Oldric se racla avec nervosité le cuir chevelu. Tellement habitué à ce bruit, il n'entendait presque plus les sandales à clous des gardes qui passaient sur les barres de fer au-dessus de sa tête. À moins qu'il ne fasse le rêve. Il percevait alors des pas lourds et voyait les ombres danser. Agité, il émergeait de l'obscurité de sa cellule, se demandant si l'aube allait bientôt poindre. Mieux valait se trouver dans la cour, occupé par les exercices rigoureux. Mieux valait éclater les poteaux de bois à l'aide d'une épée. Le rêve laissait une entaille si profonde que la folie menaçait de grignoter la raison, petit à petit.

Il ramassa l'idole de pierre logée au creux de l'alcôve. Ses doigts se promenèrent sur la douzaine de mamelles qui couvraient la poitrine et le ventre de l'effigie. Ingvar l'avait abandonné en Estanie, et il avait besoin d'un dieu à vénérer. Peut-être que celle-ci ferait l'affaire.
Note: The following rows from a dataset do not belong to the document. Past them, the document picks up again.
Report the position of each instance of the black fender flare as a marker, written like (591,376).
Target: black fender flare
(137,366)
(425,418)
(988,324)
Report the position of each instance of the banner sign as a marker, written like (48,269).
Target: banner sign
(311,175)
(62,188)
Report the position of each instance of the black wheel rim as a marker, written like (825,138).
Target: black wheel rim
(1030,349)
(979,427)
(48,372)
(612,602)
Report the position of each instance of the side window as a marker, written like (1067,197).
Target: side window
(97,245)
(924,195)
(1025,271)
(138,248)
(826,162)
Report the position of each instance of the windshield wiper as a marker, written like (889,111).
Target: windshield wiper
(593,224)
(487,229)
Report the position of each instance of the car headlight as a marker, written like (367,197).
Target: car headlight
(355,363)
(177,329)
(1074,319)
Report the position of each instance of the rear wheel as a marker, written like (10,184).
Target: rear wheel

Calanthe faisait appel à sa sensualité. En échange de quelques pièces d'aigles, ses oracles assistaient les fidèles dans leur « dévotion ». L'Estanien avait visité le temple de Calanthe et en était ressorti repu, quoique vaguement troublé. Aetherna et ses plaisirs...

La lumière des torches clignota, la voix des licteurs se rapprocha. Il replaça la statue, s'assit sur son banc. S'appuyant sur le granit froid, il ferma les paupières et revit à nouveau sa mère, prophétisant devant le bûcher : « Une femme aux cheveux sombres et à la peau de bronze... ».  Il n'avait pas revu Modr depuis si longtemps. Sa dernière vision semblait remonter à des millénaires, enchevêtrés aux chimères de Tharacus, aux entrailles de Fadr, et parfois même à ces gamines aperçues près d'un verger sur la route de Philippos. Pourtant, aujourd'hui, le songe persistait tel un écho surgi des ténèbres.

La cité pullulait de femmes aux cheveux sombres et à la peau de bronze. Les Xhers, avec leur beauté frappante et leur taille de tour, possédaient cette complexion d'airain : la couleur de leur peau variait du brou de noix au teck profond, de l'ébène au jais poli. Les Shulamites aussi se targuaient d'avoir un teint de « bronze », certains évoquant la douceur du miel à l'exemple de Gad, d'autres affichant un éclat tantôt doré, tantôt cuivré. Une partie-ci côtoyait les tons chauds du noyer, des châtaignes mûres, une portion-là ressemblait à du sable scintillant sous le soleil brûlant. Quant aux habitants des îles du Printemps, leur héritage mêlait tant d'origine que leur carnation se baladait de l'onyx à la porcelaine.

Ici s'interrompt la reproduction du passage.